Dr. Robert Balster of the Medical College of Virginia, has used the drug discrimination procedure and other behavioral measures to evaluate drugs acting on the N-methyl-D-aspartate (NMDA) receptor complex. The NMDA receptor is the target of much pharmaceutical research because compounds acting at this receptor complex have been shown to be useful therapeutically, but the utility of some of these compounds, e.g. phencyclidine (PCP), is limited because of abuse potential. PCP is a non-competitive NMDA antagonist that blocks the calcium channel site of the receptor complex, and Dr. Balster has shown that all compounds acting at the PCP binding site in the NMDA channel produce PCP-like behavioral effects which differ only in potency. For example, memantine, a low potency antagonist at this site, has similar reinforcing and discriminative effects to PCP. Competitive antagonists bind to the NMDA excitatory amino acid binding site and can serve as training drugs in the drug discrimination procedure. Competitive antagonists have been shown to have unique discriminative stimulus effects for which PCP-like non-competitive agents do not fully substitute. Recent studies in rats using NMDA as the training drug in drug discrimination studies indicated that a number of excitatory amino acids (EAA) could partially substitute for NMDA but only the novel EAA agonist LY 285265 fully substituted with a potency 100 times that of NMDA. Thus, LY 285265 should be a useful agent for in vivo studies of the NMDA receptor Discriminative Stimulus Effects of Excitatory Amino Acid Agonists in Rats, Neuropharmacology, 34, pp. 55-62, 1995.

Other studies from Dr. Balster's laboratory demonstrated that two novel agents which act as antagonists at the glycine modulatory site of the NMDA receptor complex differ markedly from PCP in their behavioral actions. These compounds are devoid of PCP-like discriminative stimulus properties, do not antagonize PCP discrimination, and do not serve as a discriminative stimulus. Behavioral Pharmacology of Two Novel Substituted Quinoxalinedione Glutamate Antagonists, Behavioral Pharmacology, 6, pp. 577-589, 1995.

Mu Opioid Agonists and Tolerance

Dr. Linda Dykstra has investigated the role of intrinsic efficacy in determining cross-tolerance to the rate-decreasing effects of mu agonists on food maintained responding. Tolerance and Cross-Tolerance to the Response Rate-Decreasing Effects of Mu Opioids in Morphine-Maintained Squirrel Monkeys, Behavioral Pharmacology, 6, pp. 776784, 1995. Based on a hypothesis proposed by Paronis and Holtzman (Psychopharmacology 114, pp. 601-610, 1994), mu agonists with higher intrinsic activity than morphine such as etorphine, l-methadone, and sufentanil would be expected to exhibit less cross-tolerance to these rate decreasing effects than the tolerance observed with morphine itself. Buprenorphine, a mu agonist with low intrinsic activity would be expected to exhibit greater cross-tolerance.
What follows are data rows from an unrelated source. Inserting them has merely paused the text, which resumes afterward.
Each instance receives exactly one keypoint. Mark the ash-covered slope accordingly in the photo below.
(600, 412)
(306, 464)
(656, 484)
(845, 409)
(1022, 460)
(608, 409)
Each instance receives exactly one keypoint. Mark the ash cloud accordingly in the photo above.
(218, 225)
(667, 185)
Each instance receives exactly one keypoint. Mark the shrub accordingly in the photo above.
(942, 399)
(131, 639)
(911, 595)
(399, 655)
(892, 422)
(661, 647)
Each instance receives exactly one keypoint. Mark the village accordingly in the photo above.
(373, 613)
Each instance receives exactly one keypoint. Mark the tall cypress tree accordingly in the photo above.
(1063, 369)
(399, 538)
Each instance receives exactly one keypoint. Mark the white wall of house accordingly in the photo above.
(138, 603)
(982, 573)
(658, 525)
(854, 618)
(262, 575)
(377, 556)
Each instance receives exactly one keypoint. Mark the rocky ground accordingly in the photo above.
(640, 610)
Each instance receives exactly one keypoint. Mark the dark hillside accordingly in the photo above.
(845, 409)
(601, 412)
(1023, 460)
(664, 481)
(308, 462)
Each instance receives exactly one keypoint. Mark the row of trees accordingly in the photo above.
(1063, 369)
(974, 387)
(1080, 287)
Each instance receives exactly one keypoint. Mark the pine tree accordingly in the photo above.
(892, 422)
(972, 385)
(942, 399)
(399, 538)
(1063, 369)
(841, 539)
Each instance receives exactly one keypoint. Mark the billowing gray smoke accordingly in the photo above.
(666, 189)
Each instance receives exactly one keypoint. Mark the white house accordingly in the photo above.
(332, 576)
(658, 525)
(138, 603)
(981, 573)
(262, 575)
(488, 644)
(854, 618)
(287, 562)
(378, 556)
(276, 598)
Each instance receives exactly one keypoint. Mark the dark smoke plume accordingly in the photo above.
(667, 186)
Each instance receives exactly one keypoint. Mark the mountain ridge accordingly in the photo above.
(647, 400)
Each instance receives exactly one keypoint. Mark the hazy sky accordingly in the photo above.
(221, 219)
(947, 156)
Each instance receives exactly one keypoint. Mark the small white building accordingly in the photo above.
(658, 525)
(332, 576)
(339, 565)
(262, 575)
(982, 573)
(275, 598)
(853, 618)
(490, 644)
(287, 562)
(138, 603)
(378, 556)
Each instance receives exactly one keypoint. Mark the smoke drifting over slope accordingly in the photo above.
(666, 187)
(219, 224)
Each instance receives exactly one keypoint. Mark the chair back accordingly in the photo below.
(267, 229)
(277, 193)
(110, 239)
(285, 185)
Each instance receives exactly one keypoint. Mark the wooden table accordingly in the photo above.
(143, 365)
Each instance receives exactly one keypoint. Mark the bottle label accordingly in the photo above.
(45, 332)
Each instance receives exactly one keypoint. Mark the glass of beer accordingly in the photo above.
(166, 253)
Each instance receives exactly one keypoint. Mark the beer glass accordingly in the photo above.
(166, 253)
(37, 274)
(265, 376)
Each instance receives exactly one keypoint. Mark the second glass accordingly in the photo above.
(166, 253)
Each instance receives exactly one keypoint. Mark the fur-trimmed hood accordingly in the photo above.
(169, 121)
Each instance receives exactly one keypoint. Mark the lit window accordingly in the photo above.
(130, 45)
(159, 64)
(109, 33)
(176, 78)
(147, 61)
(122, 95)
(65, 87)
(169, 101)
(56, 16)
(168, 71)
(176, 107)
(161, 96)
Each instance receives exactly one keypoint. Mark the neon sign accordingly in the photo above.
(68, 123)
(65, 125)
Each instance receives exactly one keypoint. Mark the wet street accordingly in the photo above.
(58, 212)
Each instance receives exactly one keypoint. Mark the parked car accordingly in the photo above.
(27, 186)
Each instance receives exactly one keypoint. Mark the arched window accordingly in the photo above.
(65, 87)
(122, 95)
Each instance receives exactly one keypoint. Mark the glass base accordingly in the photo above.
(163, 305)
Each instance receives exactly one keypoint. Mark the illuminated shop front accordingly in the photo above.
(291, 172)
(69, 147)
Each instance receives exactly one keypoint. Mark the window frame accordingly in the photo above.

The degree of cross-tolerance between morphine and drugs with high intrinsic efficacy was as predicted. The dose-effect curves of l-methadone, etorphine, and sufentanil were shifted less far to the right than that for morphine itself. However, buprenorphine exhibited smaller than predicted cross-tolerance; the buprenorphine dose-effect curve was shifted rightward to the same degree as high efficacy agonists.